Baryogenesis via Leptogenesis from Asymmetric Dark Matter and radiatively generated Neutrino mass

TL;DR

This paper presents a model extending the Standard Model with a dark sector to explain baryogenesis via leptogenesis, generate neutrino masses radiatively, and account for dark matter, with experimental constraints considered.

Contribution

It introduces a novel dark sector extension that links dark matter asymmetry, neutrino mass generation, and baryogenesis within a unified framework.

Findings

Dark matter asymmetry generated by heavy neutrino decay

Neutrinos acquire sub-eV masses at one loop

Constraints from Higgs decay and direct detection analyzed

Abstract

We propose an extension of the standard model (SM) by including a dark sector comprising of three generations of heavy right-handed neutrinos, a singlet scalar and a singlet Dirac fermion, where the latter two particles are stable and are viable candidates of dark matter (DM). In the early Universe, the CP-violating out-of-equilibrium decay of heavy right-handed neutrinos to singlet Dirac fermion and scalar in the dark sector generates a net DM asymmetry. The latter is then transported to the visible sector via a dimension eight operator which conserves $B-L$ symmetry and is in thermal equilibrium above the sphaleron decoupling temperature.

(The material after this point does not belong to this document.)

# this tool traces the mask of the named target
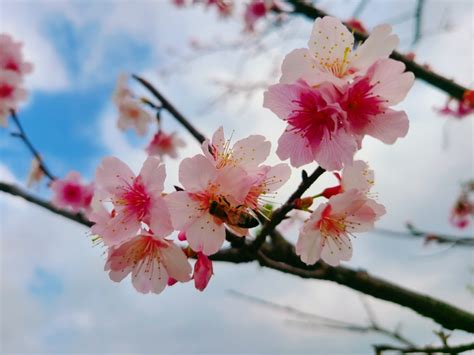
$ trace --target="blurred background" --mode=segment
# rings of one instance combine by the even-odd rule
[[[391,23],[401,52],[414,52],[418,62],[472,87],[472,1],[426,0],[419,27],[415,0],[316,5],[343,20],[358,17],[369,31]],[[29,99],[19,117],[50,169],[61,177],[76,170],[92,180],[105,156],[117,156],[136,170],[141,166],[153,132],[138,138],[117,129],[111,95],[121,72],[156,84],[207,136],[223,125],[228,134],[234,131],[234,140],[264,134],[276,142],[284,124],[262,107],[263,91],[278,81],[285,54],[306,46],[312,21],[262,20],[246,32],[244,8],[245,1],[236,1],[234,14],[223,18],[212,6],[179,7],[170,0],[0,0],[0,32],[24,42],[25,58],[35,66],[26,77]],[[435,108],[446,101],[445,93],[417,80],[400,105],[410,118],[407,137],[394,146],[366,138],[358,152],[356,157],[375,170],[374,190],[387,208],[379,228],[406,231],[410,221],[424,231],[473,235],[472,227],[459,230],[449,223],[460,184],[474,176],[472,115],[456,119],[438,113]],[[186,141],[181,158],[199,152],[173,117],[164,113],[162,124]],[[10,136],[11,128],[0,130],[0,180],[25,185],[31,155]],[[272,163],[278,161],[275,149],[273,144]],[[178,181],[179,159],[166,163],[170,191]],[[300,172],[294,169],[276,203],[286,200]],[[326,174],[311,191],[334,183]],[[45,183],[31,191],[50,197]],[[363,295],[335,283],[299,279],[256,263],[216,263],[203,293],[189,283],[142,295],[129,279],[109,280],[104,249],[93,247],[87,228],[5,194],[0,194],[0,219],[3,353],[368,354],[371,344],[391,341],[295,323],[291,314],[229,292],[366,324]],[[296,240],[297,227],[298,222],[285,227],[288,239]],[[473,311],[473,250],[370,232],[354,241],[354,256],[345,264]],[[364,302],[385,327],[400,326],[419,345],[439,344],[433,333],[439,326],[432,321],[370,297]],[[472,337],[456,331],[450,340]]]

An additional light singlet scalar is introduced which mixes with the SM Higgs and pave a path for annihilating the symmetric components of the DM candidates. Then we discuss the constraints on singlet-doublet Higgs mixing from invisible Higgs decay, signal strength at LHC and direct search of DM at terrestrial laboratories. At tree level the neutrinos are shown to be massless since the symmetry of dark sector forbids the interaction of right-handed neutrinos with the SM particles. However, at one loop level the neutrinos acquire sub-eV masses as required by the oscillation experiments.